Quel che vorrei ricordare, in questa occasione, è che Momigliano, pur non essendo, specificamente, uno storico del diritto, ai diritti antichi dedicò gran parte della propria attenzione, ed è proprio al suo impegno, in particolare, che le discipline storico-giuridiche devono un notevole progresso e un forte rinnovamento culturale, consistente, essenzialmente, nel superamento degli artificiali steccati che, per secoli – in nome del presunto ‘tecnicismo’ del diritto -, avevano tenuto lontane e reciprocamente impermeabili la storiografia giuridica e quella cd. materiale, economica e sociale.
Ricordiamo le famose parole – che sollevarono un vivace dibattito, e non poche polemiche – che Arnaldo Momigliano pronunciò all’Accademia dei Lincei di Roma, il 18 dicembre 1963, in occasione del Primo Congresso Nazionale della Società Italiana di Storia del Diritto: “siamo qui per celebrare un avvenimento storico di qualche importanza, la fine della storia del diritto come branca autonoma della ricerca storica”, in quanto “è ormai chiaro … a quasi tutti che non c’è più modo di mantenere una distinzione tra la storia degli storici e la storia dei giuristi”. E ciò perché “il diritto, come sistemazione dei rapporti sociali a un dato livello, è incomprensibile senza un’analisi degli orientamenti sessuali, delle credenze religiose, della produzione economica e delle forze militari che caratterizzano una data società a un dato momento e si esprimono in aggruppamenti di individui e conflitti”. Considerazioni che paiono riprese e confermate, ai nostri giorni, dalle sollecitazioni, ancora più radicali, emergenti dalle pagine di un altro storico di non comune livello, quale l’israeliano Yuval Noah Harari, che – nel suo ormai celebre trattato Da animali a dèi – si chiede ancora “per quanto tempo possiamo conservare il muro che separa il dipartimento di biologia dai dipartimenti di diritto e di scienze politiche”.

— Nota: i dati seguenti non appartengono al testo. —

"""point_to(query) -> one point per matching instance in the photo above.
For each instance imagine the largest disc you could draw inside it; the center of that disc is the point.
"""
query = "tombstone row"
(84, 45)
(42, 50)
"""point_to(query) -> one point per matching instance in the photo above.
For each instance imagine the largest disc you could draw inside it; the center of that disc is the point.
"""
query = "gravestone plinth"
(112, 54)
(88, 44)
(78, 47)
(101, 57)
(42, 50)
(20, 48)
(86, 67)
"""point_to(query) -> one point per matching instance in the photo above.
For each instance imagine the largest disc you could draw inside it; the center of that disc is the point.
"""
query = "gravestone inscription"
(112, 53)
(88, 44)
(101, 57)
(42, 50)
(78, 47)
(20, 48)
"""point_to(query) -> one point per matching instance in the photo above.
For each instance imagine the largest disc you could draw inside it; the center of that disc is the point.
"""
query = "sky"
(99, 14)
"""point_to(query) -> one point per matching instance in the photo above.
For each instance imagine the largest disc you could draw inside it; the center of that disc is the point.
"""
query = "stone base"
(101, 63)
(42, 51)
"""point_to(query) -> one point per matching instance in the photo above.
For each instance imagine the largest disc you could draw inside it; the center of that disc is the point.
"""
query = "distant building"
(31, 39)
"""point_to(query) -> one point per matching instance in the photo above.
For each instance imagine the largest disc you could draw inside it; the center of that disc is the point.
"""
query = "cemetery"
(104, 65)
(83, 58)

Certo, alla recezione di siffatti inviti si frappongono forti e molteplici resistenze, dovute soprattutto al conservatorismo e alla perpetuazione del vigente sistema accademico e della suddivisione burocratica dei saperi. Ma se la strada indicata da Momigliano – quella di una sempre più stretta osmosi tra la ricerca storico-giuridica e gli altri tipi di indagine antichistica – non è stata ancora adeguatamente percorsa, se non in misura marginale, il suo invito al superamento di consolidate barriere torna ad apparire, ai nostri giorni, di grande attualità, nel momento che – superata, o almeno posta in discussione, l’idea di una presunta ‘superiorità’ e autoreferenzialità del diritto romano, a lungo considerato come ‘il’ diritto per antonomasia – lo studio e la conoscenza degli ‘altri’ diritti antichi – ebraico, greco, babilonese, ittita e altri – si è andata sempre più imponendo nelle Università e negli istituti di ricerca di Europa ed America. Un’avanzata e una crescita, sul piano del sapere, che a Momigliano deve molto, e che conferma in modo inconfutabile l’ineludibile necessità, da lui sottolineata, di una virtuosa sinergia tra archeologici, giuristi, linguisti, antropologi, storici delle religioni, ognuno dei quali appare chiamato ad approfondire la conoscenza di uno specifico lato di una realtà che resta comunque una e indivisibile.
Perché è questa, in fondo, quella che ci pare la lezione principale del grande ricercatore: gli uomini sono tanti, e tutti diversi, tante, e diverse, sono le loro lingue e culture, il loro essere e divenire nei vari contesti spaziali e temporali: ma il grande fiume della storia è uno solo, e chi voglia avvicinarsi ad esso, per coglierne qualcuno dei significati, deve esserne consapevole.